Arthur Ashe, the American tennis player who was the only black man to win at Wimbledon, the US Open and the Australian Open, said: “Success is a journey, not a destination.” By that measure, UNSW Engineering has been on an impressive journey over the past year, powering ahead under our student-created ‘Innovation in Action’ motto and really changing the society we live in.
This year, 26% of the incoming student cohort is female. This is up from 23% in 2017, and 22% year before – putting us tantalisingly close to the Faculty’s target of 30% by 2020. This has taken determined effort by many people and led by the impressive staff in our Women in Engineering program. Their motto is ‘Changing the face of engineering’. And indeed they are.
We’ve also doubled the number of female staff who are professors or associate professors in the past 12 months, by recognising spectacular performance among our academics and promoting them, or through some of the 35 high quality new recruits we’ve hired.
Research income, the biggest predictor of a trajectory of success, rose by 35% led by massive growth in industry-related income, particularly in the area of energy. To grow this even further, our new UNSW Energy Institute is bringing together our many efforts under one roof.
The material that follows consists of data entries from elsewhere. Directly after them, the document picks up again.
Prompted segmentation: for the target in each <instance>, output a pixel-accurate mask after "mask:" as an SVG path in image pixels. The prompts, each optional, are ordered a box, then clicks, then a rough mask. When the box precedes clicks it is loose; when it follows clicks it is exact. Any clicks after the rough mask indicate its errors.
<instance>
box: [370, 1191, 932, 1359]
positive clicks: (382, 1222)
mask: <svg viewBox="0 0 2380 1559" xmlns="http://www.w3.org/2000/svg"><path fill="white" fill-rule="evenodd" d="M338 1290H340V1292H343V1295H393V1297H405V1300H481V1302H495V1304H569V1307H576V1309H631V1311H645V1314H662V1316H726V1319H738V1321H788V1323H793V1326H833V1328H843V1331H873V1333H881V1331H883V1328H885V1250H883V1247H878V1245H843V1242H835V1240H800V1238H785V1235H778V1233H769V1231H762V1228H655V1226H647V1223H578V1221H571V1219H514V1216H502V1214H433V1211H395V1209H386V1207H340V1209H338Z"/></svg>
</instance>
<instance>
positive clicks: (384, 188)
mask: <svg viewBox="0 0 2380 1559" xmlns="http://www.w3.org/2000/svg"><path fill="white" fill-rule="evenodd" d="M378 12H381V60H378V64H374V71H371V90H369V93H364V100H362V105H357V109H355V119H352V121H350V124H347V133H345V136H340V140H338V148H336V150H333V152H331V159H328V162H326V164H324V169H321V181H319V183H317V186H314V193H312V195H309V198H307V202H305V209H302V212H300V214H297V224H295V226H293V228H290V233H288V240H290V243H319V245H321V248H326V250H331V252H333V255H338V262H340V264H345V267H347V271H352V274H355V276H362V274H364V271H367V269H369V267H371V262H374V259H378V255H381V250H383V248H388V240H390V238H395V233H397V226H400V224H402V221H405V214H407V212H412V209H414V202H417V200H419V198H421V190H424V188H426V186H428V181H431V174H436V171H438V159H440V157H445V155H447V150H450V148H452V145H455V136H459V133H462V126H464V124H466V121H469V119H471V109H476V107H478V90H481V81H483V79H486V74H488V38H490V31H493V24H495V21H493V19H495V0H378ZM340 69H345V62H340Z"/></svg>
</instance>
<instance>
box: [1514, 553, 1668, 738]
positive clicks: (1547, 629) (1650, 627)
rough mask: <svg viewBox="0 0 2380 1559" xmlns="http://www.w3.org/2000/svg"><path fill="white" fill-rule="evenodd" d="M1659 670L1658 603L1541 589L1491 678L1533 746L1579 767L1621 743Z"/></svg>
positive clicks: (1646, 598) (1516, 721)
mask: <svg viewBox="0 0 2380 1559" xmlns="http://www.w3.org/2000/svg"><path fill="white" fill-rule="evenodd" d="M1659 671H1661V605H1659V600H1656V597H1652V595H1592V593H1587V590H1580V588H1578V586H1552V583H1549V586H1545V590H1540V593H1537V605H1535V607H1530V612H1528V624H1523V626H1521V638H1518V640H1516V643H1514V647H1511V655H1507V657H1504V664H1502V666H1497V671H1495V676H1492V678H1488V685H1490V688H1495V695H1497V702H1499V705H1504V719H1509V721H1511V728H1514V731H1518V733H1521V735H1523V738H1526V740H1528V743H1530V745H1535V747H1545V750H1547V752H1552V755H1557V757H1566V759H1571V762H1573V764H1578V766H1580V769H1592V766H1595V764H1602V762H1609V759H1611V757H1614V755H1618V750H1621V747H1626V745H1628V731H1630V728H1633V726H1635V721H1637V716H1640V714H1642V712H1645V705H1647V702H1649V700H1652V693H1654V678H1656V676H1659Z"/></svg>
We’re partners in the new $140 million Cyber Security CRC funded by the federal government and industry, and UNSW Engineering is leading seven of the state’s universities (as well as CSIRO’s Data61 division) in the new NSW Cyber Security Network, backed by the NSW Government.
Our $1.6 million, five-year ‘SECedu’ partnership with the Commonwealth Bank, to develop a centre of expertise for cyber security education and boost the nation’s paucity of cyber expertise, has enrolled almost 25,000 students to an online course in Applied Cyber Security created by the partnership.
Last year, our team at the Australian Centre for Space Engineering Research (ACSER) made UNSW the first Australian university to build its own satellite, UNSW-EC0, and successfully place it in orbit. ACSER also helped build a second, INSPIRE-2, and provided crucial components for another, Biarri Point, launched by Australia’s Defence Science and Technology Group. With the creation this year of an Australian space agency by the federal government – to foster innovation between industry and academia – you can bet that UNSW will play a leading role.
But it will always be our graduates and alumni who are UNSW Engineering’s largest impact in the world. We’ve long produced the most graduates in the country, but this year’s intake is the highest ever: a remarkable 15,000 students have enrolled, with rising numbers of Australian high school graduates, but also students from India, almost doubling this cohort and diversifying our pool of international students. We’re impacting both Australia and our region.
These are many other great things happening across the UNSW Engineering community. We are indeed steaming ahead on our journey, and looking forward to many more successes in the year to come.